Verschiedene multilaterale Organisationen beteiligen sich an Einsätzen zur Konfliktlösung. Nicht immer ist ein dauerhaft friedlicher Ausgang garantiert

09.04.2018
2023-08-30T12:34:27.7200Z
4 Min

Herr Gareis, neben der UNO beteiligen sich auch andere multilaterale Organisationen an der internationalen Friedenssicherung. Wie funktioniert das?

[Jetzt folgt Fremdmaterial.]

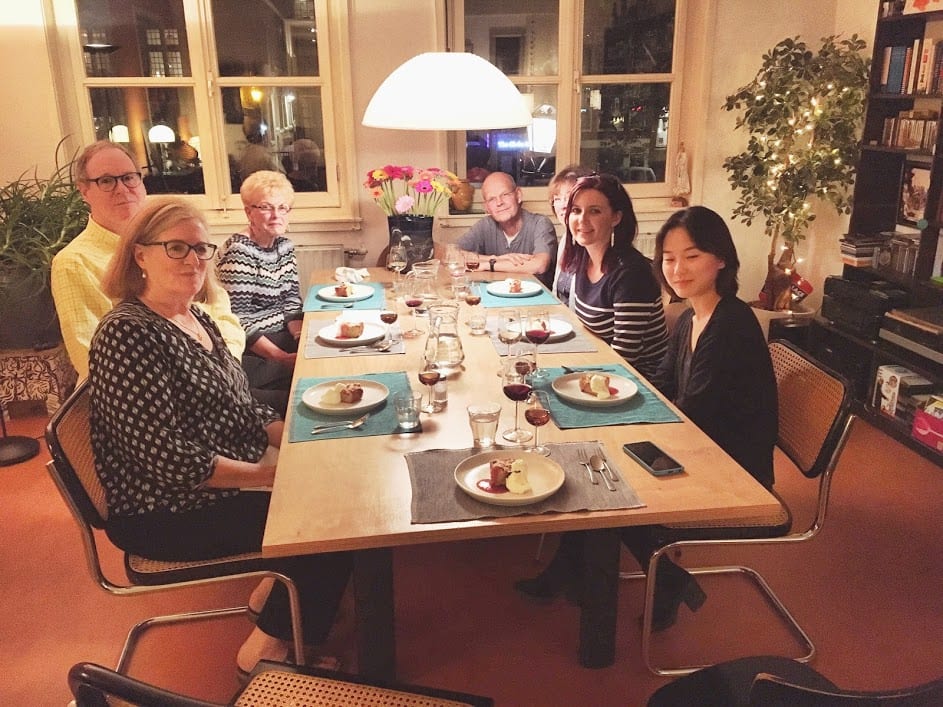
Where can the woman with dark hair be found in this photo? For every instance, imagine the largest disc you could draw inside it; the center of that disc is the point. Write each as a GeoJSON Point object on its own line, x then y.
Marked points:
{"type": "Point", "coordinates": [718, 372]}
{"type": "Point", "coordinates": [605, 280]}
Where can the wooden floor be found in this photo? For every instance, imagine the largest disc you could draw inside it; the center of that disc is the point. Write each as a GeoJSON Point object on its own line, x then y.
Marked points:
{"type": "Point", "coordinates": [869, 591]}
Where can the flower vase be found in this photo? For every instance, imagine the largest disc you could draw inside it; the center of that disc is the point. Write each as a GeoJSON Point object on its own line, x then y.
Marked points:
{"type": "Point", "coordinates": [418, 229]}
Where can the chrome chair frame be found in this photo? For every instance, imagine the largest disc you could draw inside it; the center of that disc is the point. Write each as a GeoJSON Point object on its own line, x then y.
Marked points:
{"type": "Point", "coordinates": [73, 471]}
{"type": "Point", "coordinates": [815, 422]}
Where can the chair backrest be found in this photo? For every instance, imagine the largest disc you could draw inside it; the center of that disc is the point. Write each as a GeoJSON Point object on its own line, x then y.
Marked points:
{"type": "Point", "coordinates": [771, 691]}
{"type": "Point", "coordinates": [73, 464]}
{"type": "Point", "coordinates": [814, 403]}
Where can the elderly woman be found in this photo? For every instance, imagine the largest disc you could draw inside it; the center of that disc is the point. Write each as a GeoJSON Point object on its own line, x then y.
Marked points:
{"type": "Point", "coordinates": [177, 436]}
{"type": "Point", "coordinates": [605, 280]}
{"type": "Point", "coordinates": [258, 268]}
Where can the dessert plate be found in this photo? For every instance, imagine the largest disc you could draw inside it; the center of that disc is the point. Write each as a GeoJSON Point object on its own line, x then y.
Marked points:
{"type": "Point", "coordinates": [544, 475]}
{"type": "Point", "coordinates": [357, 293]}
{"type": "Point", "coordinates": [371, 333]}
{"type": "Point", "coordinates": [501, 288]}
{"type": "Point", "coordinates": [568, 387]}
{"type": "Point", "coordinates": [373, 396]}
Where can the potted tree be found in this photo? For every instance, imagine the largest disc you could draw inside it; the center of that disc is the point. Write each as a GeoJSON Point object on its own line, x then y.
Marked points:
{"type": "Point", "coordinates": [803, 111]}
{"type": "Point", "coordinates": [38, 217]}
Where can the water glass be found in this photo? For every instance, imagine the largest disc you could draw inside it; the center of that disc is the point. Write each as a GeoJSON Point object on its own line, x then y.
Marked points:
{"type": "Point", "coordinates": [483, 420]}
{"type": "Point", "coordinates": [407, 405]}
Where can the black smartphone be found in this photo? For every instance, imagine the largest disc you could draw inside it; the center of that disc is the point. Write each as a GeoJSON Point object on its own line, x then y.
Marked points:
{"type": "Point", "coordinates": [650, 456]}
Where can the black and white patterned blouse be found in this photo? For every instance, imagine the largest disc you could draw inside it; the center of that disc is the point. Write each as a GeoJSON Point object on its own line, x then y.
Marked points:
{"type": "Point", "coordinates": [162, 408]}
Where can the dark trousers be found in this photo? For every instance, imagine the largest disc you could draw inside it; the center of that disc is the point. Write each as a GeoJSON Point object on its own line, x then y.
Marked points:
{"type": "Point", "coordinates": [231, 526]}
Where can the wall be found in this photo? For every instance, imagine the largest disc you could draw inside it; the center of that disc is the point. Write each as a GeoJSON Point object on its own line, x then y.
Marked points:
{"type": "Point", "coordinates": [26, 143]}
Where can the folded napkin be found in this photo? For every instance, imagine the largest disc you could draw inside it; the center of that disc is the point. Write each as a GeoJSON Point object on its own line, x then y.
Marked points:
{"type": "Point", "coordinates": [644, 406]}
{"type": "Point", "coordinates": [343, 274]}
{"type": "Point", "coordinates": [437, 498]}
{"type": "Point", "coordinates": [382, 419]}
{"type": "Point", "coordinates": [313, 303]}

Die Vereinten Nationen stellen mit den Beschlüssen des Sicherheitsrates das völkerrechtliche Rahmenwerk und erteilen das Mandat für einen Einsatz. Die UN arbeiten mit einer Reihe von Regionalorganisationen zusammen. Die Afrikanische Union (AU) etwa unterhält mit der UNO eine "hybride Mission" in Darfur (UNAMID). Neben den reinen Blauhelmeinsätzen der UN gibt es sogenannte mandatierte Einsätze, bei denen die regionalen Organisationen eine Mission selbst planen, finanzieren und ausführen. In Somalia zum Beispiel organisiert die AU eine mandatierte Mission (AMISOM). Es gibt aber auch Fälle, wo die UN und eine oder mehrere Organisationen parallel in Aktion treten, etwa im Kosovo, oder im Kongo 2006, wo neben der UN auch die Europäische Union (EU) mit einer Mission aktiv war.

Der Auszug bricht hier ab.